A: This is not something we’re diving into too deeply at the moment. However, we have written our own API for distributed training, which broadly follows PyTorch’s approach using a CUDA-enabled multiprocessing module.
If heavily distributed training is important. Then Ivy can be supplementary for the time being, rather than a total replacement. For example, someone can use TensorFlow’s distributed training tools, and just use Ivy to copy over a PyTorch model into their TF pipeline.
We are not trying to encourage anyone to drop any existing tools and just use Ivy instead. Projects can use 1% Ivy code or 100%. We’re very happy in either case!
Support for Functions#
Q: Is it possible to trace tensor code into a reusable and differentiable function? If you can’t, then it will be difficult to apply any fancy kernel fusion algorithms, and you can expect to lose a lot of performance.
What about higher-order operations, like jax.vmap
and jax.pmap
?
A: Most functions in Ivy are primary functions, which are generally implemented as light wrapping around a near-identical backend-specific function, which itself will likely map to an efficient kernel. Compositional functions on the other hand are implemented as a composition of other Ivy functions, meaning there will not be a one-to-one mapping to a single backend kernel. However, our experiments (to be published soon!) show this does not lead to a significant run-time overhead, even when a composition of operations is required.
For methods like jax.vmap
and jax.pmap
, we will need to implement these as (possibly inefficient) compositions in other frameworks, until they are supported in these frameworks.
However, it seems as though other frameworks such as PyTorch are seeing the benefit in these functions, and will eventually fully support these.
Alternative Data Structures#
Q: Will Ivy support data structures such as tuples, dictionaries, lists etc.? For example, JAX code is full of them.

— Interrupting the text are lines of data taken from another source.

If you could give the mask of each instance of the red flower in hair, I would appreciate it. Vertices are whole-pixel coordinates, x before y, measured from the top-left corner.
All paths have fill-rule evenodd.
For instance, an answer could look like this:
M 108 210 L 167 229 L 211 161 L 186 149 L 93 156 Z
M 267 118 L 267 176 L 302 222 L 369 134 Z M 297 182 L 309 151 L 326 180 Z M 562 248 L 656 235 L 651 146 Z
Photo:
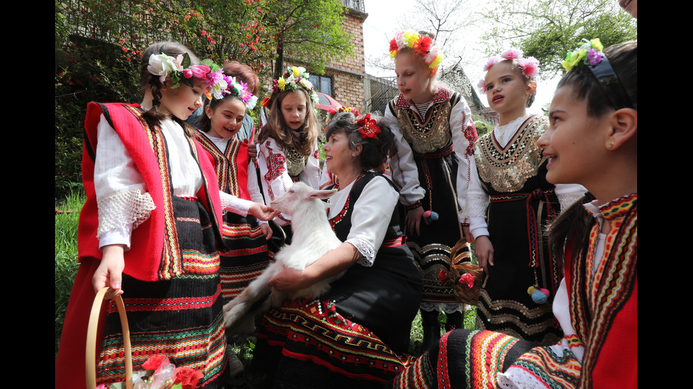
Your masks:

A: We will of course support these structures in pure python code, but we will not support backend-specific alternative compilable data structures. While Ivy will not provide an interface to these data structures directly, Ivy code can easily supplement JAX code which does contain these data structures, and both can be traced together without issue. Ivy can act as a supplementary framework if/when some of the more unique backend-specific data structures are required.
Custom Operations#
Q: Most frameworks have a backdoor for user-defined ops, implemented in C++/CUDA, or some kind of host callback mechanism. Will Ivy support this ability also?
A: We will not attempt to provide a unified back-door for all possible backend kernel customizations, but of course users can still use the backend-specific backdoors which already exist when using Ivy.